My effort to rethink socialist feminism is an attempt to get to the heart of the problem that faces us: transcending capitalism, racism, sexism, and heterosexism at structural and personal levels, transforming human relations, and developing thoughtful relationships among humans, between mind and body, and between humanity and nature. The socialist feminist conceptual frameworks discussed in this book — Social Reproduction, Alienation, Black Feminism, and Queer Theories — have all been pathways to asking questions about developing a humanist alternative.
Ecofeminist thinkers like Maria Mies and Ariel Salleh, as well as other autonomist feminists like Silvia Federici and Kathi Weeks, have made important proposals, such as reclaiming the commons, creating cooperatives, and establishing a universal basic income. However, they still do not address the question of how to overcome alienated labor.
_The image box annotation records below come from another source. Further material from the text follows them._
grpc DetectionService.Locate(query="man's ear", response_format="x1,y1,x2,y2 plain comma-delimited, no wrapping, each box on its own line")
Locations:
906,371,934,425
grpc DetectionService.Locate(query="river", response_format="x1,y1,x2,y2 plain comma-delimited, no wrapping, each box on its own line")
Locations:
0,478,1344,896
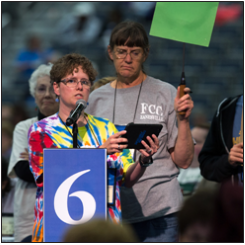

I argue that, while Marx’s body of ideas should be distinguished from totalitarian forms of rule that have claimed his name, his humanist philosophy as a whole advocates revolutionizing human relations, including what Ann Ferguson called “affective practices” in 2018. Marx’s understanding of capitalism does not limit it to a system based on economic inequality. Rather, he identifies it as a system based on alienated labor that takes the division of mental and manual labor and the separation of mind and body to the extreme. To him, the degradation and violence that women experience are clear manifestations of this separation.
Marx’s affirmative alternative is not limited to reclaiming the commons and collectivizing labor, or abolishing labor and relying solely on machines and technology to do the work.
He advocates for the emancipation of human beings from alienated labor and “human self-alienation” in favor of a conscious existence, and a two-way relationship between the mind and body as the key to human liberation.
Black feminist thinker Audre Lorde poses the question of labor and life in The Uses of the Erotic, offering a glimpse of a non-alienated existence. For Lorde, the key element of emancipation is a conscious existence where the mind, body, and heart communicate with each other and are in tune with the self and others, whether those others are people or work. For her, emancipation is an existence in which we are not fragmented, but rather have the opportunity to develop all of our natural and acquired talents.
— Today, there seems to be a divide between those interested in the issues of feminism and gender and those interested in “big politics.” You see it very clearly with the Russian opposition. While men predominantly discuss military maneuvers, international politics, and economics, feminists discuss abortion bans. The opposite is rarely the case. Why do you think this happens? Does this division help solve problems, or does it create more of them?
— While it is nothing new for those interested in big politics to ignore gender oppression, we also need to ask why so many feminists focus only on our particular struggles as women or nonbinary people without developing a global view demonstrating command of global politics and socioeconomics. Perhaps it is because that is an incredibly difficult challenge. It is easier to focus on a particular topic without always having a global view.
Developing an alternative to capitalism requires a global view that transcends divisions between individuality, gender-specific struggles, and universal struggles and ideas of human emancipation.
The structure of my book attempts to help feminists break down these divisions. It also concludes with ideas for socialist feminist global revolutionary organizing, including solidarity with Ukrainian and Russian feminists.
The world desperately needs ethical, worldly socialist feminists who genuinely care about the future of humanity and recognize the urgency of the current moment, when fascism is on the rise and our gains are quickly eroding.